For the control freaks and performance enthusiasts among us.

rate_limiter = MoonPhaseTracker::RateLimiter.new(
  requests_per_second: 1.0,
  burst_size: 2
)

# Check if request can proceed without waiting - the crystal ball
puts rate_limiter.can_proceed?  # => true (or false if you've been naughty)

# Check current token status - your digital wallet
puts rate_limiter.configuration
# => {:requests_per_second=>1.0, :burst_size=>2, :available_tokens=>2}

# Manual rate limiting control - take the wheel
rate_limiter.throttle  # Waits if necessary and consumes token (om nom nom)

🪣 The Magic Behind the Curtain - Token Bucket Algorithm

The elegant dance of digital tokens that keeps everything flowing smoothly.

The rate limiter uses a token bucket algorithm:

  • Tokens: Represent available requests
  • Bucket Size: Maximum burst requests allowed
  • Refill Rate: How quickly tokens are replenished
  • Thread Safe: Handles concurrent requests safely

🛠️ Join the Lunar Development Cult

Want to contribute to the cosmic cause? We welcome fellow moon enthusiasts!

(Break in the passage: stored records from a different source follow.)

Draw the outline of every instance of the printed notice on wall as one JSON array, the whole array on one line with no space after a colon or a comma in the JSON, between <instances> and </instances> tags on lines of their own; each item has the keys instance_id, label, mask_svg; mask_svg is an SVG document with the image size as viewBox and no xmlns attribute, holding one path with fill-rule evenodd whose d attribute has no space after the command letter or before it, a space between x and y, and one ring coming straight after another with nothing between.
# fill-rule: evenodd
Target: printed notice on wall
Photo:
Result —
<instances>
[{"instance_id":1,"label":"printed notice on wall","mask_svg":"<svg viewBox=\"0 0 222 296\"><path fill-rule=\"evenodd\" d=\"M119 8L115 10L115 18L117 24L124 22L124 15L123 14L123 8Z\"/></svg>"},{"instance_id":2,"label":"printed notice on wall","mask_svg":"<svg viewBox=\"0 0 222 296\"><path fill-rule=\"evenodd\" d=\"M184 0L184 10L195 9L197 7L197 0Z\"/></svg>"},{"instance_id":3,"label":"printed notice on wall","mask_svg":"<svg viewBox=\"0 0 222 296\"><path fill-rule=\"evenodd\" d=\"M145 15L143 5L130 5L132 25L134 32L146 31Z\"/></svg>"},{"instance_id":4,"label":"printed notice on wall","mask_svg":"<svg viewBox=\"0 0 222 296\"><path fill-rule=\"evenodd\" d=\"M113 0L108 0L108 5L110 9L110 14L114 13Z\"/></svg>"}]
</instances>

After checking out the repo, run bin/setup to install dependencies (like preparing your lunar laboratory). Then, run rake spec to run the tests (because even moon phases need quality control). You can also run bin/console for an interactive prompt that will allow you to experiment (perfect for midnight coding sessions under the actual moon).

To install this gem onto your local machine, run bundle exec rake install. To release a new version, update the version number in version.rb, and then run bundle exec rake release, which will create a git tag for the version, push git commits and the created tag, and push the .gem file to rubygems.org (sharing lunar magic with the world!).

🤝 Become a Lunar Contributor

Every great gem needs a community of stargazers and code wizards.

Bug reports and pull requests are welcome on GitHub at https://github.com/dklima/moon_phase_tracker. Found a bug? Think of it as discovering a new lunar crater - exciting stuff! This project is intended to be a safe, welcoming space for collaboration, where all contributors can shine as bright as a Full Moon. Contributors are expected to adhere to the code of conduct.

📜 Legal Lunar Stuff

Even moon phases need proper paperwork.

The gem is available as open source under the terms of the MIT License.

🌟 Lunar Community Guidelines

We believe in creating a space as welcoming as moonlight on a summer evening.

Everyone interacting in the MoonPhaseTracker project's codebases, issue trackers, chat rooms and mailing lists is expected to follow the code of conduct. Together, we create a community as harmonious as the lunar cycles themselves.